Nadie podía imaginar que de aquel “señorito” saldría un niño como Ecuménico Nicolás que, si bien nunca descolló sobre el verde césped, siempre se mostró fascinado por el football. Y así, con ese interés sumado a su intelectualidad y a sus conexiones políticas, el joven no tuvo dificultades en llegar a lo más alto de la Asociación de Futbolistas Olvidados (AFO), para perpetuarse durante los últimos 25 años.
Y cuidado con que alguien se atreviera a pelearle una elección. Ciertos carcamanes periodistas todavía chamullan por debajo de alguna mesa trasnochada de cafetín porteño acerca de “eso” que se considera tabú para el entorno futbolístico nacional.
Dicen, y remarco la palabra dicen, que en su segunda o tercera candidatura, Don Ecuménico Nicolás se enfrentaba a un Cordobés medio apiolado que osó poner en duda su capacidad para dirigir la Asociación. Unas semanas después, el rival provinciano fue sorprendido por su mujer, en la cama: Estaba con 2 hombres. Y en la habitación también correteaban unas gallinas cluecas, un perro, dos travestis y -sobre la cómoda del cuarto- se veía una valija repleta de dólares y bolsas de un extraño polvito blanco. 
Obviamente, el pobre hombre abandonó su ciudad debido a la vergüenza y las sospechas. Lo escracharon los diarios y de esa, se sabe, no se zafa más. Tiempo después, algunos parroquianos comentaron que lo vieron medio atontado vendiendo artesanías en El Bolsón.
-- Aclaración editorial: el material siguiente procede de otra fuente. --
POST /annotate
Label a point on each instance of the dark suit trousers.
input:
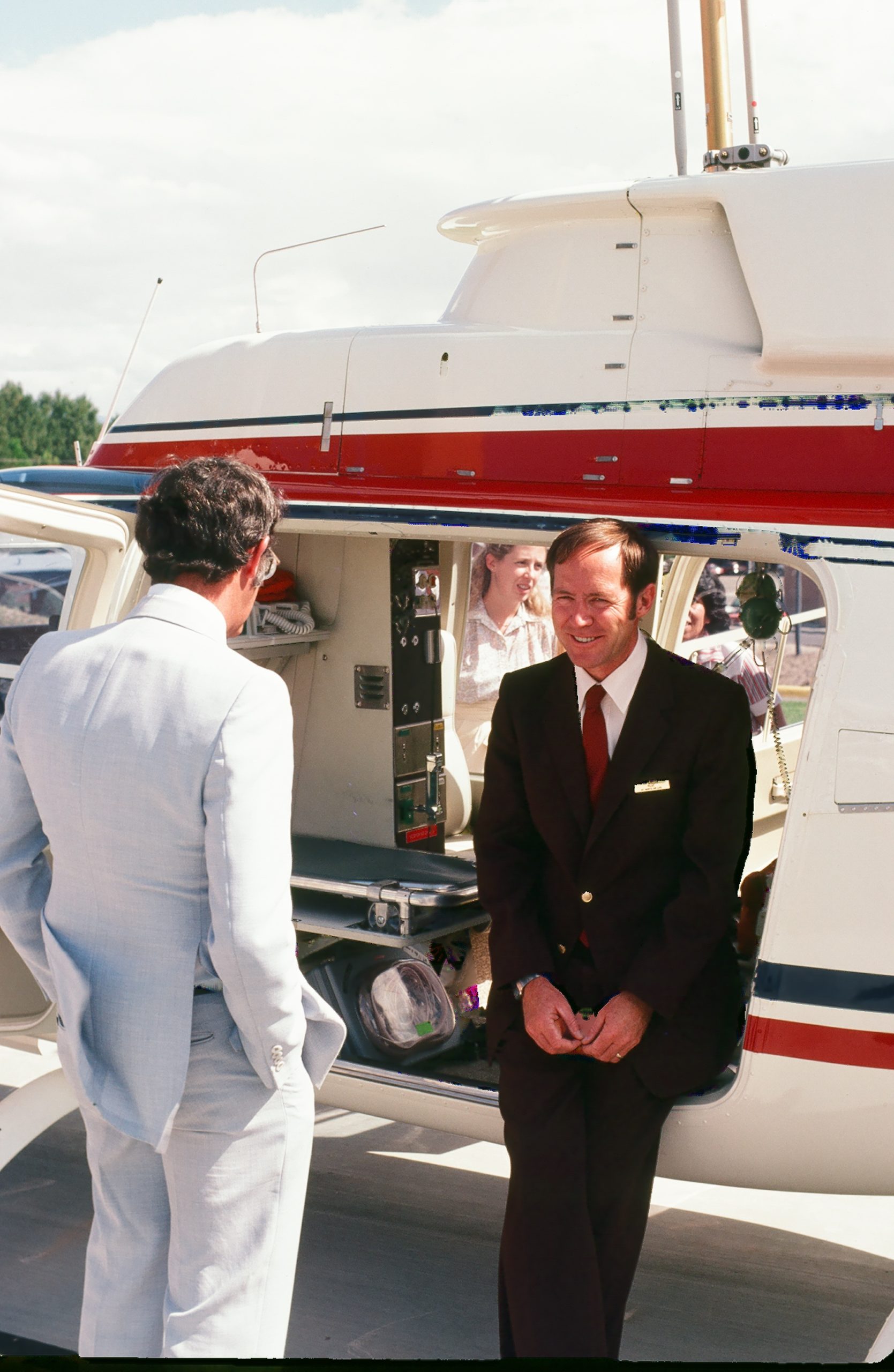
(583, 1143)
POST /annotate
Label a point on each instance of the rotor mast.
(723, 153)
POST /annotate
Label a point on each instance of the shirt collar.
(180, 606)
(620, 684)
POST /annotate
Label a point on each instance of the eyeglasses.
(269, 564)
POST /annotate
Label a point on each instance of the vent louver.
(371, 688)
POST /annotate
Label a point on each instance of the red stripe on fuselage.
(819, 1043)
(809, 475)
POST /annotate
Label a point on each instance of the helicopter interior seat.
(459, 787)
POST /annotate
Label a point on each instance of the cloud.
(190, 146)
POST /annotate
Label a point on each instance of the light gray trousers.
(192, 1252)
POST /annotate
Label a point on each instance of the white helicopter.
(709, 356)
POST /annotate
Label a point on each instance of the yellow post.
(716, 62)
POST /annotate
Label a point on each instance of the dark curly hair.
(202, 518)
(713, 597)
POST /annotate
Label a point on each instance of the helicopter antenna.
(114, 401)
(677, 84)
(753, 123)
(305, 244)
(722, 151)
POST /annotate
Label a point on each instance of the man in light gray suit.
(157, 765)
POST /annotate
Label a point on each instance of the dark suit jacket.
(663, 866)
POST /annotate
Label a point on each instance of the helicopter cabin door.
(61, 564)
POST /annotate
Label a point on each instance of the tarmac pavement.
(400, 1256)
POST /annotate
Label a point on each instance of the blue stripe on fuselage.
(824, 987)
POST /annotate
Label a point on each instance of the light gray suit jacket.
(157, 763)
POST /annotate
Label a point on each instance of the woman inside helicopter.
(709, 618)
(508, 628)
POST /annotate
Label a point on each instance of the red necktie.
(596, 751)
(596, 741)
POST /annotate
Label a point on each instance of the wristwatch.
(523, 981)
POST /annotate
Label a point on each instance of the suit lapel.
(561, 725)
(648, 721)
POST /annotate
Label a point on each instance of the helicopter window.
(508, 626)
(778, 667)
(33, 582)
(772, 650)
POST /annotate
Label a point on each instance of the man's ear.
(254, 559)
(646, 600)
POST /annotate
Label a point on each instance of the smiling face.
(594, 614)
(516, 574)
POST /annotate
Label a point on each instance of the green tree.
(42, 430)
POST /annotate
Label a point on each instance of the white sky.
(160, 138)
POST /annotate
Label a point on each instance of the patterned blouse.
(489, 653)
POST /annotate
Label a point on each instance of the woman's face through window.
(516, 575)
(696, 621)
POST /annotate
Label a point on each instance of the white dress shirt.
(619, 690)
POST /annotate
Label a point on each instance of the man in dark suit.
(613, 829)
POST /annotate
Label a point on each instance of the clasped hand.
(608, 1037)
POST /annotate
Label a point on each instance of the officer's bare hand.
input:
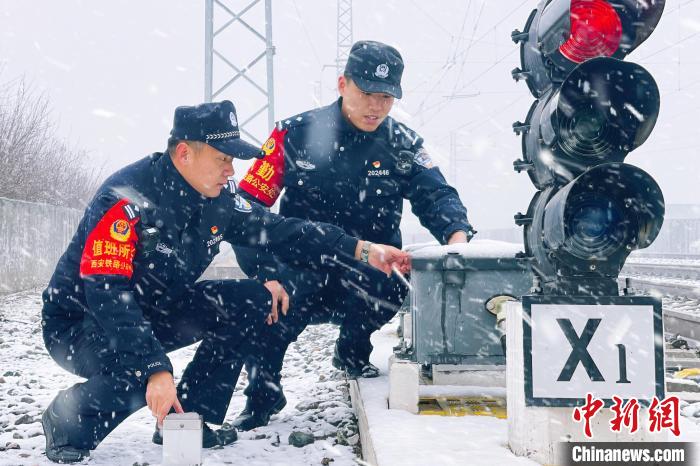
(387, 258)
(161, 395)
(279, 295)
(458, 237)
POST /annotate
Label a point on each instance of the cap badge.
(382, 71)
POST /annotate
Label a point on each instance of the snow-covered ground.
(400, 438)
(318, 403)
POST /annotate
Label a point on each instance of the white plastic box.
(182, 439)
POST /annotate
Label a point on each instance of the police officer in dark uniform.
(125, 292)
(351, 165)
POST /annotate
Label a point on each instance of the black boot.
(256, 414)
(354, 369)
(210, 438)
(57, 448)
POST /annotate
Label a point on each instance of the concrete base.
(404, 379)
(368, 453)
(551, 425)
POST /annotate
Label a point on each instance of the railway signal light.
(591, 209)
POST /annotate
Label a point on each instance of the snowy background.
(115, 70)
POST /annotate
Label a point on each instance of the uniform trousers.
(224, 315)
(357, 297)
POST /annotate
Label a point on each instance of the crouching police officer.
(351, 165)
(124, 292)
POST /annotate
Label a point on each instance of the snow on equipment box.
(449, 322)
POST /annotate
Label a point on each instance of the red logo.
(663, 414)
(120, 230)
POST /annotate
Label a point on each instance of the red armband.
(265, 179)
(110, 247)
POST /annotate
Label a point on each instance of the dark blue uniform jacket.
(335, 173)
(99, 288)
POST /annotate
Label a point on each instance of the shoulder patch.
(111, 245)
(265, 178)
(242, 205)
(231, 187)
(132, 211)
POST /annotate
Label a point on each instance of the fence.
(32, 239)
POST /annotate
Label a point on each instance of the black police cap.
(375, 67)
(216, 124)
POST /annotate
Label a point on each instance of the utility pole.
(343, 34)
(227, 51)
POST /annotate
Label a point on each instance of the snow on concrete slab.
(401, 438)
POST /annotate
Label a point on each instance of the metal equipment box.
(449, 322)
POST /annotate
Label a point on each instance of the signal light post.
(591, 209)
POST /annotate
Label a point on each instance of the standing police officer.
(351, 165)
(124, 292)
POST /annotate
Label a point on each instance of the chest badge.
(241, 205)
(120, 230)
(404, 162)
(164, 249)
(305, 165)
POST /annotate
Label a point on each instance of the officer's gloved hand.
(388, 259)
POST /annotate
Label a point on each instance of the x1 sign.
(610, 346)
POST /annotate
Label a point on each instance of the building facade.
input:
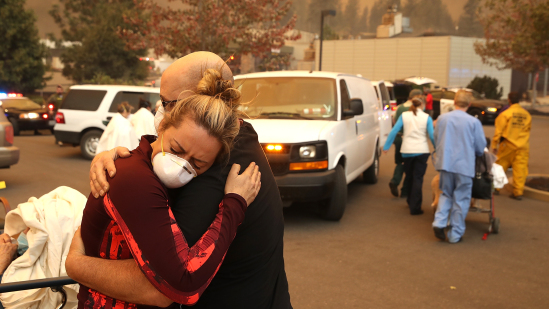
(449, 60)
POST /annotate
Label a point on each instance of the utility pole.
(322, 14)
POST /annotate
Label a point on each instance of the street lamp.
(322, 14)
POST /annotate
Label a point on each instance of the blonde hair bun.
(212, 84)
(213, 106)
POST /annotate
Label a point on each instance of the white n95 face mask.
(158, 117)
(173, 171)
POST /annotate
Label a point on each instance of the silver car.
(9, 154)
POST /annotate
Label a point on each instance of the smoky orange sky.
(46, 25)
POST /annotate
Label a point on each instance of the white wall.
(465, 64)
(388, 59)
(451, 61)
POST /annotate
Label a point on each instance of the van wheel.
(15, 126)
(88, 143)
(333, 208)
(370, 175)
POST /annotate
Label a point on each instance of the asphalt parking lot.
(377, 256)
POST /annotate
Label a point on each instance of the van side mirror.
(355, 110)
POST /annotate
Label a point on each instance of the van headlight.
(28, 116)
(307, 152)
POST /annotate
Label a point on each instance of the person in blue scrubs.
(418, 128)
(459, 140)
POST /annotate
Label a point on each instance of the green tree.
(428, 15)
(488, 86)
(21, 54)
(299, 9)
(102, 54)
(517, 34)
(378, 10)
(222, 27)
(329, 33)
(468, 23)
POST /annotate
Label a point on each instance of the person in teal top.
(399, 168)
(417, 128)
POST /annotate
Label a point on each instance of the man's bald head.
(185, 73)
(463, 98)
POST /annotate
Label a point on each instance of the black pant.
(415, 168)
(399, 168)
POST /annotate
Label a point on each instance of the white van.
(87, 109)
(319, 131)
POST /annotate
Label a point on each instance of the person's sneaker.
(439, 233)
(516, 197)
(394, 189)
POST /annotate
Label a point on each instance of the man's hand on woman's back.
(102, 163)
(246, 184)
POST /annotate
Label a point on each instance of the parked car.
(87, 109)
(319, 131)
(25, 114)
(9, 154)
(485, 110)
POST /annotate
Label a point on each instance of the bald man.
(252, 274)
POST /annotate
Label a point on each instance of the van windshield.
(289, 97)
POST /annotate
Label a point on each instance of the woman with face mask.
(134, 219)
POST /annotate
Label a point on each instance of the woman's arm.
(392, 135)
(119, 279)
(157, 244)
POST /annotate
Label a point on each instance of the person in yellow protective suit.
(511, 142)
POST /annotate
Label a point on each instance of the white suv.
(319, 130)
(87, 109)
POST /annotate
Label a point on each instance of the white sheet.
(52, 219)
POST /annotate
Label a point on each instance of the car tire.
(15, 126)
(477, 113)
(332, 209)
(370, 175)
(88, 143)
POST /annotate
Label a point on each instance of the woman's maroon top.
(134, 220)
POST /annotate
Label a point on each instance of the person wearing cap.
(56, 98)
(511, 142)
(399, 161)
Pero nadie lo pudo comprobar.
Lo cierto es que desde entonces, nunca más existieron opositores para presidir la A.F.O.
Tal vez por cuestiones como esas, tampoco llama la atención que desde su primera hipotética fundación en 1872, la entidad tuvo cuatro máximas autoridades, tres de ellas pertenecientes al linaje de los Iraola Corcuera, incluyendo el fundador… el verdadero, se entiende.
Así, con el peso de la tradición sobre su espalda y la autoridad que da la experiencia, cuando Don Ecuménico Nicolás Iraola Corcuera tomó la palabra en la reunión de Comisión Directiva aquella tarde, los participantes supieron que la decisión ya estaba tomada. Nadie intentaría siquiera un entredicho con el ilustre Presidente que, sin levantar la voz, repitió para que todos entendieran su postura:
- Como actual Presidente y nieto del Fundador de la A.F.O. no puedo permitir que la Comisión Directiva siga adelante con semejante disparate. Nuestro Código Normativo es indiscutible al respecto y nadie puede negar la solicitud de ingreso a nuestra Asociación del señor Jacinto Poseidón López, quien ha hecho méritos suficientes en su denodada carrera para honrar los preceptos de nuestra impoluta entidad.